Club der Schwarzfahrer
Oldtimerfans sammeln Bestatterfahrzeuge
Einen Leichenwagen privat als Dienstwagen zu nutzen ist unzumutbar, entschieden im Herbst 2010 die Richter am Kölner Landesarbeitsgericht. Einem Angestellten eines Bestattungsunternehmens war für private Fahrten ein Dienstwagen zugesagt worden. Als der Mitarbeiter erfuhr, dass es sich hierbei um einen Leichenwagen handeln sollte, wehrte er sich und bekam Recht. Es sei dem Angestellten nicht zumutbar, ein solches Fahrzeug für sich und seine Familie in seiner Freizeit privat zu nutzen, stellten die Richter klar.
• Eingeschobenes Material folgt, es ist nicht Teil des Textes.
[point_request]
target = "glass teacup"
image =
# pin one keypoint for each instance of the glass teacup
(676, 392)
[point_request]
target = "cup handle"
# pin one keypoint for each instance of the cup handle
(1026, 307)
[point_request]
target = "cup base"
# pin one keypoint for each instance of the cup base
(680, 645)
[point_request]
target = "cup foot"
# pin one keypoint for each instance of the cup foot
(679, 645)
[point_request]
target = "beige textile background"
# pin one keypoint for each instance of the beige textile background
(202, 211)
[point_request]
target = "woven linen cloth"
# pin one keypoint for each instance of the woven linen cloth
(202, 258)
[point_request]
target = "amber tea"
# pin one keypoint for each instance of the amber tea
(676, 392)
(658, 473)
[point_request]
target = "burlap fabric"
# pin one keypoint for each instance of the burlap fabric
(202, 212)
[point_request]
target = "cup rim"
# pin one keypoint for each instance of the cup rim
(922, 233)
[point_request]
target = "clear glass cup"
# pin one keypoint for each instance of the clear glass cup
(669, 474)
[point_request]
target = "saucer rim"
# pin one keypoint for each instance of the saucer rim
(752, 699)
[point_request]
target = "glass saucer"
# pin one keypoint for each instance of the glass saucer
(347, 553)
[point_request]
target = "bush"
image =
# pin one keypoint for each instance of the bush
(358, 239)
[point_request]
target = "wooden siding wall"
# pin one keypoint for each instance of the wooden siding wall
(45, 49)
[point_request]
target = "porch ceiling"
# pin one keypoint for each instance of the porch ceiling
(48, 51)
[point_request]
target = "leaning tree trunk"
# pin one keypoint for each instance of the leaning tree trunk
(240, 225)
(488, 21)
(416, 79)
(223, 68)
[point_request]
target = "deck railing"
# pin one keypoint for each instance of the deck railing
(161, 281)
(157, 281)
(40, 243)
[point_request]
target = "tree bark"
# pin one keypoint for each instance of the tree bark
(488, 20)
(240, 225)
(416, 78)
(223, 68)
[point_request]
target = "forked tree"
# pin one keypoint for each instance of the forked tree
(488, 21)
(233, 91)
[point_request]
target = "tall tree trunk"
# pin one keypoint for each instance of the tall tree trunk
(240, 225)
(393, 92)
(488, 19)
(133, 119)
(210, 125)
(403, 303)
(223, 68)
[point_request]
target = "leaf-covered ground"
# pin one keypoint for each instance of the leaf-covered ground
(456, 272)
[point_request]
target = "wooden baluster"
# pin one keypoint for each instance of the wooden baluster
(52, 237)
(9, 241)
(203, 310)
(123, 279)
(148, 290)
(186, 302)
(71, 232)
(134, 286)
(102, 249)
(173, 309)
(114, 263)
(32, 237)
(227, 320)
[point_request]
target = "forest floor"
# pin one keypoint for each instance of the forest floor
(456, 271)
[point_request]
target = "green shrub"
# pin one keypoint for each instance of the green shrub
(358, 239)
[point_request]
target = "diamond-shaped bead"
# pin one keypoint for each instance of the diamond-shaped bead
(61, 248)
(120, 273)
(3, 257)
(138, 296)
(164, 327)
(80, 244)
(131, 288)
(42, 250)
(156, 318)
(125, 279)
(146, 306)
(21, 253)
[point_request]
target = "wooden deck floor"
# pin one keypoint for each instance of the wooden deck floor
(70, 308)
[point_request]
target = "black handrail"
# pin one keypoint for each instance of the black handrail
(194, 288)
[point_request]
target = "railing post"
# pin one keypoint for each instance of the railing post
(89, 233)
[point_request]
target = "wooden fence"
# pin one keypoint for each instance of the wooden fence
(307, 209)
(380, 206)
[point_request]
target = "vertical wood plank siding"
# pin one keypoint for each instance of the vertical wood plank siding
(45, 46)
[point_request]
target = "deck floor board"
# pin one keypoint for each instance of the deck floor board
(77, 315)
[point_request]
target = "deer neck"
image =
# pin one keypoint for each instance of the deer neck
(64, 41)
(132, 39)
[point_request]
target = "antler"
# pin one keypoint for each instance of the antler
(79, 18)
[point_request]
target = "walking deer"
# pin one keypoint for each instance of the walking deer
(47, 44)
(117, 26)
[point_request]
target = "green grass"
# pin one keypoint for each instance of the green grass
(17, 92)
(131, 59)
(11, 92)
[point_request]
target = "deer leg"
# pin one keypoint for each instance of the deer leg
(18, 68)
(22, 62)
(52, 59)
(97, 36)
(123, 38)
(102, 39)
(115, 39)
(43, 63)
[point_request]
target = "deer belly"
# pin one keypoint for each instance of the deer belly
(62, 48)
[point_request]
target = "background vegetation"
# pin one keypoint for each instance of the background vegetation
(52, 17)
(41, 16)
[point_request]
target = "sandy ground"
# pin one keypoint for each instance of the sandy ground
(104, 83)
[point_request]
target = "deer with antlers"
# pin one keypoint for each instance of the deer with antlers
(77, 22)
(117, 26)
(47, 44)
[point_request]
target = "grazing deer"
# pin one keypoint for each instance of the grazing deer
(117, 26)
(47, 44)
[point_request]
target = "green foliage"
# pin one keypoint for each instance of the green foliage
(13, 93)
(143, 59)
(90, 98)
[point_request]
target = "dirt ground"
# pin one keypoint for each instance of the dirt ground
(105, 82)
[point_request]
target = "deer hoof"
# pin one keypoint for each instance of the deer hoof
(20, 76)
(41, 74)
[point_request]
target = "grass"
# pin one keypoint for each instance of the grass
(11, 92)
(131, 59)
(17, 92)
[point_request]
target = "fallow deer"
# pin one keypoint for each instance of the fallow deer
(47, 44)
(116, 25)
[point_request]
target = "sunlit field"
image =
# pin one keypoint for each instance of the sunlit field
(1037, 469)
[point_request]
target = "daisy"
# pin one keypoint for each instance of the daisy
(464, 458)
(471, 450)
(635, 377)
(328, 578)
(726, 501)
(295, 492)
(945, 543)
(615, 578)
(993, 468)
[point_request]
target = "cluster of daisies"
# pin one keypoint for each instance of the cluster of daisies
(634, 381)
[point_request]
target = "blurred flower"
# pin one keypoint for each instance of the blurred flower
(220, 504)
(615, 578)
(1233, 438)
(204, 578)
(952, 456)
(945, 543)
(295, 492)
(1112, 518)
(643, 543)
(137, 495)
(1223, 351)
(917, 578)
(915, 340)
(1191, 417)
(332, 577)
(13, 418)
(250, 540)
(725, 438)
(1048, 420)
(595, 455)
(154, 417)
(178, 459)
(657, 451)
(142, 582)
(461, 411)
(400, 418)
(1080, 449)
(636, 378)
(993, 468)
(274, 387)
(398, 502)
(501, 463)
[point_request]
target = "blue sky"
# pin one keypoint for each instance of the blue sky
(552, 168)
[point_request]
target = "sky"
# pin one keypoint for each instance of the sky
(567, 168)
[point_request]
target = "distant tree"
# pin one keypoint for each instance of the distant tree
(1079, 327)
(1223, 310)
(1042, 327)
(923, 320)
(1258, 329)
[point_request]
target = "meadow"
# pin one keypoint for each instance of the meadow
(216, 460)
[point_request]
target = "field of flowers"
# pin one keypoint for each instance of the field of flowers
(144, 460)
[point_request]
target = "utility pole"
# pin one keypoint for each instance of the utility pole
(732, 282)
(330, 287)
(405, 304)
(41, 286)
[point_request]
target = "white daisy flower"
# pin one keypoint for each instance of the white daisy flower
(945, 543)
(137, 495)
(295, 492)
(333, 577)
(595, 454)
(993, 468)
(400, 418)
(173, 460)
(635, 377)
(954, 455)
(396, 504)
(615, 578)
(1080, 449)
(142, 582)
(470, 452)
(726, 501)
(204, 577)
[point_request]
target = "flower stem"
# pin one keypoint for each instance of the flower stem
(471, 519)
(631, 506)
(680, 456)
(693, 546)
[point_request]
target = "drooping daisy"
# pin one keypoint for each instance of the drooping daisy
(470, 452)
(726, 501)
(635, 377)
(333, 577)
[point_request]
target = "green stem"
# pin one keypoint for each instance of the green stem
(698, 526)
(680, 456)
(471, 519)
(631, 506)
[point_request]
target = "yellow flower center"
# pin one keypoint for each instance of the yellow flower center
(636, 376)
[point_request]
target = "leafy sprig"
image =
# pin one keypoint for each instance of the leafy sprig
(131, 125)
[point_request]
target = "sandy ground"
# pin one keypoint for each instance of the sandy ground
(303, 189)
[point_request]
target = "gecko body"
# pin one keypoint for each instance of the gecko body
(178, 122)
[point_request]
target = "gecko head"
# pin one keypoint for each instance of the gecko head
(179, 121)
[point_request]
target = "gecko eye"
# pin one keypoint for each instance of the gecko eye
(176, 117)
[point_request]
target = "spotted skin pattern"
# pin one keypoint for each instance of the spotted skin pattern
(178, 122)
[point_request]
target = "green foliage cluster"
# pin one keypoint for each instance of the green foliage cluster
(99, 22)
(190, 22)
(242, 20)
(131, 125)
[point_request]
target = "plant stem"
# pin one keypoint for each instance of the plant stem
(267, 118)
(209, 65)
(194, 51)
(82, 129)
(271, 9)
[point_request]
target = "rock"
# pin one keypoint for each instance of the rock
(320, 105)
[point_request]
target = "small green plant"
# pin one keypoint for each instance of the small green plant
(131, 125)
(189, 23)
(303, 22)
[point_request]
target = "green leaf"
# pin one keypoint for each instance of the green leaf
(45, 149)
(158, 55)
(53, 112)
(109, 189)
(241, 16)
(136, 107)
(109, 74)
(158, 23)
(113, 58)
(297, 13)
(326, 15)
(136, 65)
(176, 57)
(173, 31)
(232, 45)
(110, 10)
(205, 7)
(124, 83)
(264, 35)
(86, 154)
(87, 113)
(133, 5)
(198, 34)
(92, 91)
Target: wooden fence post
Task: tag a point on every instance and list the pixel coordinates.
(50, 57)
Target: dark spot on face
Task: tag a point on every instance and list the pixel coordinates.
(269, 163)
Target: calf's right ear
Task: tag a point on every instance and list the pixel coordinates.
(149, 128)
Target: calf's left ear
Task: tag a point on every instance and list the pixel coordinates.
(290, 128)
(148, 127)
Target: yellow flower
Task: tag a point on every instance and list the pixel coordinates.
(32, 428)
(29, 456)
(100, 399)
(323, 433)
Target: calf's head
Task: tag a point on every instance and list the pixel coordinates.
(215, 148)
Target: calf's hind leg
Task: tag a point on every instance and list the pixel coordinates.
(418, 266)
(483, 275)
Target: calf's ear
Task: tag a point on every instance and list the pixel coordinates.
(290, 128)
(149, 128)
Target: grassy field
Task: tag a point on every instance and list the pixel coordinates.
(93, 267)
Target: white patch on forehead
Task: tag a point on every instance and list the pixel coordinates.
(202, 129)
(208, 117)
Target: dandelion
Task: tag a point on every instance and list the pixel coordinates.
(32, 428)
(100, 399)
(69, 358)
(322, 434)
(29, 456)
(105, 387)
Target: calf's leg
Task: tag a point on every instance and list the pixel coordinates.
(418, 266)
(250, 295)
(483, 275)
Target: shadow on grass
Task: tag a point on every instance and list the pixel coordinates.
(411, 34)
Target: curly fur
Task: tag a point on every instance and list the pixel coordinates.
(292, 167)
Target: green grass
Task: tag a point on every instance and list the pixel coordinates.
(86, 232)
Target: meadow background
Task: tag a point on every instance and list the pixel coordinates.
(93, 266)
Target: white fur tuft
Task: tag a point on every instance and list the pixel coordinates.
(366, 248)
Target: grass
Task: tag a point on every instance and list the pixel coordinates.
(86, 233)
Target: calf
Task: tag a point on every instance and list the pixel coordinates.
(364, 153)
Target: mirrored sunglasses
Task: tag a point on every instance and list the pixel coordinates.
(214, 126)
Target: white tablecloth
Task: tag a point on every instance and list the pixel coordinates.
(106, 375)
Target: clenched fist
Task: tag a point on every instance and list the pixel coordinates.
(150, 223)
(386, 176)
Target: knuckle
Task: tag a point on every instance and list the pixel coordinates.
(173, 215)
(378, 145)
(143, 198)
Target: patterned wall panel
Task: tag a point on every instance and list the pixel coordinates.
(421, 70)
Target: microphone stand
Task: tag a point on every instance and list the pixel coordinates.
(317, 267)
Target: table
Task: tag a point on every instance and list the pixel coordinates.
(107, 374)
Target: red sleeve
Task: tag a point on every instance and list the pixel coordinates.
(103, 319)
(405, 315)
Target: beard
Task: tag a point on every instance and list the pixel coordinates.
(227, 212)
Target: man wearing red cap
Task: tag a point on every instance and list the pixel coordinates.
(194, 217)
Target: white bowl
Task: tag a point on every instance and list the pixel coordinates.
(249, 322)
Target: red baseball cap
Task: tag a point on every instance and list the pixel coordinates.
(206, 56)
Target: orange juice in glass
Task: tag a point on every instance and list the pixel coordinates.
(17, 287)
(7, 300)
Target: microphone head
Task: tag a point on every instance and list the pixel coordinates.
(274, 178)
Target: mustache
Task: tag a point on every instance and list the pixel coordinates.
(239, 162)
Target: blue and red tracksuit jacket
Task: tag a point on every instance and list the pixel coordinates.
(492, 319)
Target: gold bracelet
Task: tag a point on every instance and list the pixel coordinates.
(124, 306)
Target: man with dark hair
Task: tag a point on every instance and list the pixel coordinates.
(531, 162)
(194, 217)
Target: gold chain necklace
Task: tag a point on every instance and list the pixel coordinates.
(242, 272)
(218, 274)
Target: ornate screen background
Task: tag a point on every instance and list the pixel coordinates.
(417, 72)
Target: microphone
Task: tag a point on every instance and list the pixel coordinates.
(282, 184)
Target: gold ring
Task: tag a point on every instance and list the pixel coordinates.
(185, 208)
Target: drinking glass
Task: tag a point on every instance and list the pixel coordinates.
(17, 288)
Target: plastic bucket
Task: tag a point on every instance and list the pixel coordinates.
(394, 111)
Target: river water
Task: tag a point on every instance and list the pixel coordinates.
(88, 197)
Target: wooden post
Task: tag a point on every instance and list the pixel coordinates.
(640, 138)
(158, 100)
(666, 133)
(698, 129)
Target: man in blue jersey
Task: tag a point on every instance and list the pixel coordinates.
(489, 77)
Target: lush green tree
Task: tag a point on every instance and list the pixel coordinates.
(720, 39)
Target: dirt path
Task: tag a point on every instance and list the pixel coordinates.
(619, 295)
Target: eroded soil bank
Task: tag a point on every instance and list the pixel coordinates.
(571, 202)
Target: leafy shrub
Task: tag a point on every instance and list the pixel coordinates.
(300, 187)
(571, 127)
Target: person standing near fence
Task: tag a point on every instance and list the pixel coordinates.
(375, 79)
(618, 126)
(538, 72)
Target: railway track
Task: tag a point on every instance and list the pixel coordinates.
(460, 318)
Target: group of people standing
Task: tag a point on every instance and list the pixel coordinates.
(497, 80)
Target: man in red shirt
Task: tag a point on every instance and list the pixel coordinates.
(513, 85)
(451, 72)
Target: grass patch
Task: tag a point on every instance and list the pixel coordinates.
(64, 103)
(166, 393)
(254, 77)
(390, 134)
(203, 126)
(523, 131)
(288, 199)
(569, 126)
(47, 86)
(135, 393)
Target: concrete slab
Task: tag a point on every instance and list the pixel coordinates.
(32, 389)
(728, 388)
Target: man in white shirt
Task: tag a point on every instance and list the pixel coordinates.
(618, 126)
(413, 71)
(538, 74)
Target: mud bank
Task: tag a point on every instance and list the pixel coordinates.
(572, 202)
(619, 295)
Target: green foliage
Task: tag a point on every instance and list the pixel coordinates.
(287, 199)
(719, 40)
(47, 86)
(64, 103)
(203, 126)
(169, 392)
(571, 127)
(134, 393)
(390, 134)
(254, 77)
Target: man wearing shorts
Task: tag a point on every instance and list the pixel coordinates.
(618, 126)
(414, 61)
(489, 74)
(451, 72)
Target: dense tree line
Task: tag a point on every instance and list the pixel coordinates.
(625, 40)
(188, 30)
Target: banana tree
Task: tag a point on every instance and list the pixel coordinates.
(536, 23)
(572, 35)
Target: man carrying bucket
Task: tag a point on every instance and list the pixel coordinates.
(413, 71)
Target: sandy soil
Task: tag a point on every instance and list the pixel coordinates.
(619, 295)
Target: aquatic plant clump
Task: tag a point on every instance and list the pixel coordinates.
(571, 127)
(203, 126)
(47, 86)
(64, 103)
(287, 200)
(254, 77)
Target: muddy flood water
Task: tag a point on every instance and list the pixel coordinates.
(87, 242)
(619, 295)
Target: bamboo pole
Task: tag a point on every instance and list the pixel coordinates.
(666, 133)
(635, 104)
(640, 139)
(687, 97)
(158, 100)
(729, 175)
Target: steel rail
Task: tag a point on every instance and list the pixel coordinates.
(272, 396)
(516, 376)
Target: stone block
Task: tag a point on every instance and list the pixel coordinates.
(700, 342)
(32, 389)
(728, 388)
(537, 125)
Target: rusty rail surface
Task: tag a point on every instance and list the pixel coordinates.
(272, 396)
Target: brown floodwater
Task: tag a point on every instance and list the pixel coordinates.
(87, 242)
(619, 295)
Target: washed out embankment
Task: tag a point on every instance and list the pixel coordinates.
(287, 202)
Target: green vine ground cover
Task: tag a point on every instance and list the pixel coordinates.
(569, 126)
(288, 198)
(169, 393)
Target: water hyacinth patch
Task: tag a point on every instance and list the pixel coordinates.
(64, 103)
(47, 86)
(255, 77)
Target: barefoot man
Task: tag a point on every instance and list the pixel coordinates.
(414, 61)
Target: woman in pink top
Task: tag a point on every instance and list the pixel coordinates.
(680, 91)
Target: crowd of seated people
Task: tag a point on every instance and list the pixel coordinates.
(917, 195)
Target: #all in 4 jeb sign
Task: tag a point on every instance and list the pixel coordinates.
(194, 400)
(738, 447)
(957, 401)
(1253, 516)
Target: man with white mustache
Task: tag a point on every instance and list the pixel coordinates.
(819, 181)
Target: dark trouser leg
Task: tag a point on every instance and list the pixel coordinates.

Nicht alle Autofahrer teilen die Sicht der Kölner Richter. Viele Oldtimerfreunde genießen es, in ihrer Freizeit in ehemaligen Bestattungsfahrzeugen herumzufahren. »Inzwischen haben diese Fahrzeuge ihren Platz in der Oldtimerszene gefunden«, erklärt Jona Emanuel von Sydow, seit 2005 Vorsitzender der Interessengemeinschaft (IG) für den Erhalt historischer Bestattungsfahrzeuge. So kamen im September 2010 im fränkischen Kurort Bad Brückenau Liebhaber historischer Bestattungsfahrzeuge zusammen. Fahrzeuge der Marken Opel, Volvo, Mercedes-Benz und Cadillac brachen zu einer gemeinsamen Rundfahrt auf.
Spiegelbild der Epoche
Bestattungsfahrzeuge unterliegen dem Wandel der Zeit, sie sind ein Spiegelbild der Epoche, in der sie zum Einsatz kamen. Ein neuwertiges, gut ausgestattetes Fahrzeug, entstanden aus einer Luxuslimousine, kostet in der Anschaffung zwischen 80 000 und 100 000 Euro. Die Fahrzeuge werden in der Regel 20 bis 30 Jahre für Beerdigungsfahrten und Überführungen genutzt. Danach ist ihre Zukunft ungewiss.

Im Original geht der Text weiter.